Going by the above explanation, you may take each point in S to be a disjoint interval, and hence select the whole of S.

What is so special about this seemingly obvious remark? Selecting points from a set has always been defined by a knowledge of the set and its points. For example, if I say f:\Bbb{R}\to\Bbb{R} such that f(x)=f(x^2), I have selected the points with the information that points in \Bbb{R} can be squared, and lie inside \Bbb{R}, etc. If we had f:A\to \Bbb{R} where A is a set of teddy bears, then f(x)=x^2 would not be defined. With the Axiom of Choice, regardless of whether A contains real numbers or teddy bears, we can select a bunch of points from it.

What if B\in\mathfrak{B} are not all pair-wise disjoint? We can still select points from each B. Proof: Take the cross product \mathfrak{B}\times S. You will get points of the form (B,x), where B\in\mathfrak{B} and x\in S. Now create disjoint sets in \mathfrak{B}\times S by taking sets of the form B_i=\{(B_i,x)|x\in B\}; in essence you’re isolating individual sets of \mathfrak{B}. These are disjoint, as if x is the same, then B is different. The main purpose of taking this cross product was to create disjointed sets as compared to overlapping sets in S, so that we could apply the Axiom of Choice. Now we use the choice function to collect one point from each disjoint interval. Each of thee points will be of the form (B,x). Now we define a function g:\mathfrak{B}\times S\to S as g((B,x))=x. Hence, we have collected one point from each B\in\mathfrak{B}. Note that these points may well be overlapping. We found the cross-product just to be able to apply the Axiom of Choice.

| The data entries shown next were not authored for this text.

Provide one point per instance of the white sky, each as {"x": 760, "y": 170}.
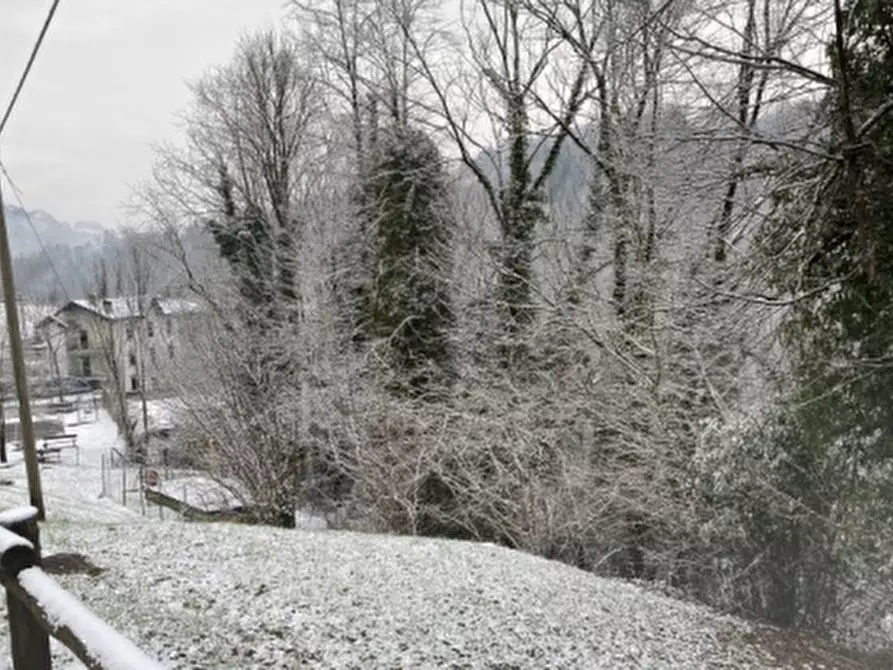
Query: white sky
{"x": 106, "y": 85}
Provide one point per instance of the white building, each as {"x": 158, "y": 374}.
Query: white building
{"x": 132, "y": 342}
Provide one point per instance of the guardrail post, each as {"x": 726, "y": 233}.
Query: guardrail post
{"x": 29, "y": 642}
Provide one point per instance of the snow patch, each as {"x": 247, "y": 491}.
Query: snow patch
{"x": 106, "y": 645}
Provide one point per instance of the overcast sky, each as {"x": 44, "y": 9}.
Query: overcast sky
{"x": 107, "y": 84}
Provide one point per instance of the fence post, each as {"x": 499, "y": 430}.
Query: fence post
{"x": 29, "y": 642}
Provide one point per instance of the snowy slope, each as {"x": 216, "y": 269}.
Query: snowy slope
{"x": 221, "y": 596}
{"x": 231, "y": 596}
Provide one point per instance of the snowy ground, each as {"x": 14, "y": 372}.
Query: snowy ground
{"x": 70, "y": 492}
{"x": 230, "y": 596}
{"x": 221, "y": 596}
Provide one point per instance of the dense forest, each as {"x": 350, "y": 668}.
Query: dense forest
{"x": 609, "y": 281}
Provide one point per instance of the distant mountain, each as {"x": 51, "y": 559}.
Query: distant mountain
{"x": 23, "y": 241}
{"x": 72, "y": 251}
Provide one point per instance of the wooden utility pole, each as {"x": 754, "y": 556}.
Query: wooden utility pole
{"x": 32, "y": 468}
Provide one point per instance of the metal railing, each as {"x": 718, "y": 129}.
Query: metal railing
{"x": 39, "y": 608}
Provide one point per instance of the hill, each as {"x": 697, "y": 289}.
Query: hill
{"x": 232, "y": 596}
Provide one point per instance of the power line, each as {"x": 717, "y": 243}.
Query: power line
{"x": 17, "y": 193}
{"x": 27, "y": 70}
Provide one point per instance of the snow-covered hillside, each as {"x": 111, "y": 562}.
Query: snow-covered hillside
{"x": 227, "y": 596}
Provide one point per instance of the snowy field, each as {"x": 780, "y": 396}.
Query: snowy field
{"x": 228, "y": 596}
{"x": 224, "y": 596}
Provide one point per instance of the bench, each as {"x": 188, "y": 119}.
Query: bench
{"x": 51, "y": 447}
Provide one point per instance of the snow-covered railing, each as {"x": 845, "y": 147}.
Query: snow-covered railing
{"x": 39, "y": 608}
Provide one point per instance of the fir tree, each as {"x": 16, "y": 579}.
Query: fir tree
{"x": 409, "y": 302}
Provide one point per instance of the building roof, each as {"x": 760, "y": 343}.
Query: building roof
{"x": 113, "y": 309}
{"x": 177, "y": 306}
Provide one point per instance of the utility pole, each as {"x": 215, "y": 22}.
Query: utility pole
{"x": 32, "y": 467}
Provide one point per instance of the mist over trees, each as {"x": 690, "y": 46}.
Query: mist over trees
{"x": 602, "y": 280}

If the Axiom of Choice was defined for overlapping sets, then we wouldn’t have to find the cross product at all.

Now we come to the reason why this article was written: defining an injective function f:\Bbb{Z}_+\to B, where A is an infinite set and B is a subset of it. We don’t know if A is countable or not.

OK first I’d like to give you the following proof, and you should tell me the flaw in it. We use Proof by Induction. Say f(1)=a_1\in S. We find A-\{a_1\}, and determine a_2\in A-\{a_1\}. We assume f(a_n) equals a point in A-\{a_1,a_2,\dots,a_{n-1}\}, and then find f(a_{n+1}) in A-\{a_1,a_2,\dots,a_n\}. Why can we not do this? Because we know nothing about the points f(a_1),f(a_2),\dots! How can we possibly map 1 to any points without knowing what point we’re mapping it to?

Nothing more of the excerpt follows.